高額ウイスキーの偽造には、いくつかの手口があります。安い酒を高級ボトルに詰め替える、ラベルを偽造する、そして「実際より古い年代」を偽るヴィンテージ詐称。特に、20世紀前半や19世紀を謳うオールドボトルは、真偽の判定が難しく、詐称の温床になりやすい。オークションで数百万円が動く世界では、真贋の見極めが死活問題。目視やラベルの検証だけでは限界があり、科学的な鑑定が求められるようになりました。

02 科学と市場のいたちごっこ

真贋鑑定の科学は、他にもラベルの印刷技術やガラスの成分分析、中身の成分パターン照合など多岐にわたります。しかし偽造の手口も巧妙化し、科学と詐欺のいたちごっこは続く。この現実は、高額ウイスキーの投資的側面のリスクを物語ります(投資の記事参照)。飲むためではなく資産として扱われる酒には、偽物という影がつきまとう。
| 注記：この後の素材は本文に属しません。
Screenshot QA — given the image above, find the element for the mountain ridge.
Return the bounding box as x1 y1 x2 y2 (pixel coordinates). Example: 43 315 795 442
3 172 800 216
だからこそ、実在と来歴が確認できる正規のルートから買うこと、そして「飲む値段」で買うことの安全性が、改めて浮かび上がるのです。

03 飲み手の視点

この話は、多くの飲み手にとっては「別世界」に見えるかもしれません。しかし、教訓は普遍的です——ウイスキーが高額化・投資化するほど、偽物のリスクが生まれる。数百万円のボトルを追わず、実在の確かな酒を「飲むために」買う限り、この影とは無縁でいられる。放射性炭素で暴かれる偽ヴィンテージの世界は、「価格ではなく中身を、投機ではなく体験を」という、この趣味の健全な原則を、逆説的に照らし出しています。科学が守っているのは、突き詰めれば飲む文化の誠実さなのです。